Another unheralded player, Pat Holden, put in a huge workload, and with the back-row also taking the ball forward for big yardage, how O'Mahony must have envied the manner Derek Hegarty was able to take the ball on the front foot. The little dynamo gave Leinster a sniping attacking presence which they had lacked.

Horgan, aside from some big hits in midfield, was also immense with ball in hand, playing a key part in three of the tries and often straightening the line with telling effect. Just to rub Ulster's noses in it, their outside three were thoroughly outplayed as well. Denis Hickie and Girvan Dempsey did little wrong and much well, while Kevin Nowlan was another contender for the manof-the-match award, his tackling and fielding augmenting another potent outing, with his brace of tries taking him to the lead of the individual tryscoring table with four.

For the fourth game running Ulster drew first blood, with a 40metre penalty by Mason, but immediately Trevor Brennan won a turnover penalty from the restart when enveloping Gary Longwell.

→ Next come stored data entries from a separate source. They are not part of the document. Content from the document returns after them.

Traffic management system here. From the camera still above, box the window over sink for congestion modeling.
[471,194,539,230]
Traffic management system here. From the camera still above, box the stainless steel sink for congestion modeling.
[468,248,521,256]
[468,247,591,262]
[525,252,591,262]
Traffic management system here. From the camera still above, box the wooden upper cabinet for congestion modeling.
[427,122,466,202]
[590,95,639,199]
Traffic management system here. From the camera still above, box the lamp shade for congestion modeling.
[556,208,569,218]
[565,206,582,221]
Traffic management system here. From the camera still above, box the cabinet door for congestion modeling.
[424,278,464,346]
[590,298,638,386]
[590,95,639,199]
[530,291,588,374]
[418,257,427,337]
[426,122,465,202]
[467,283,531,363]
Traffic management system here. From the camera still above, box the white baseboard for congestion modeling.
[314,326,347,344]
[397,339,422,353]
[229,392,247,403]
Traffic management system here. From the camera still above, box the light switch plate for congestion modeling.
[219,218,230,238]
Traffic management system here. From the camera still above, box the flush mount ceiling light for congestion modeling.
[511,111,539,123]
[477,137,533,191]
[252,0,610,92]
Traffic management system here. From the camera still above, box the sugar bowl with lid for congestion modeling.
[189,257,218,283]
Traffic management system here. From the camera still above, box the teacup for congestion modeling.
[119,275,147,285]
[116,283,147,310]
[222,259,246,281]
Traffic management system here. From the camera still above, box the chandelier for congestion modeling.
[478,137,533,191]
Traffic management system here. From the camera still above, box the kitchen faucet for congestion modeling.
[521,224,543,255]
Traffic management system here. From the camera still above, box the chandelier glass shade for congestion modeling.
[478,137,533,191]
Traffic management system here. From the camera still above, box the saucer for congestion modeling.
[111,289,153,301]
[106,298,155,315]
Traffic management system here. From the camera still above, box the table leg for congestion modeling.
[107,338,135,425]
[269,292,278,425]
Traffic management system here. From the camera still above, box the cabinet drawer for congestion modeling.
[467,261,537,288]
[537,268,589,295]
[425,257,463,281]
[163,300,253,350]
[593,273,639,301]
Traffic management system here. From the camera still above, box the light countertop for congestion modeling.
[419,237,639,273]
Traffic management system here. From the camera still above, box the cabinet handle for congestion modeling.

The Leinster scrum then gradually cranked up the engine and David Humphreys' kicking game, which Ulster had placed much of their tactics around, was lost when he departed with a neck injury.

The hard-working Shane Byrne took the ball up the middle. Brennan put Ulster on the back foot some more and McGowan skip passed to Horgan. He turned static ball into a vital half-break, finding Hickie on the touchline to beat one man, draw another and give Nowlan a try-scoring pass inside.

Ulster stayed in touch through a second Mason penalty but in a devastating spell either side of the break Leinster silenced the big crowd with three tries.

The first was all about pack power. The scrum ground forward for Costello to pick up Holden and Shane Byrne carrying the drive on before Hurley offloaded in the tackle for Holden to burrow over.

Within two minutes of the interval, Horgan sliced through and Nowlan was there with a trademark support run before scoring under the posts.

Leinster weren't done. From a Holden line-out take and drive, Hegarty had time to weigh up his options and negotiate a huge gap between Tony McWhirter and Ward, who were conducting an animated debate as the scrum-half scampered home. Suddenly it was 30-6.

Even then Leinster had the final say. Horgan again sliced through the middle, Shane Byrne was again up in support and crisp passing by the halves bypassed a more numerous Ulster blind side defence for Hickie to take McGowan's flat pass for another fine try.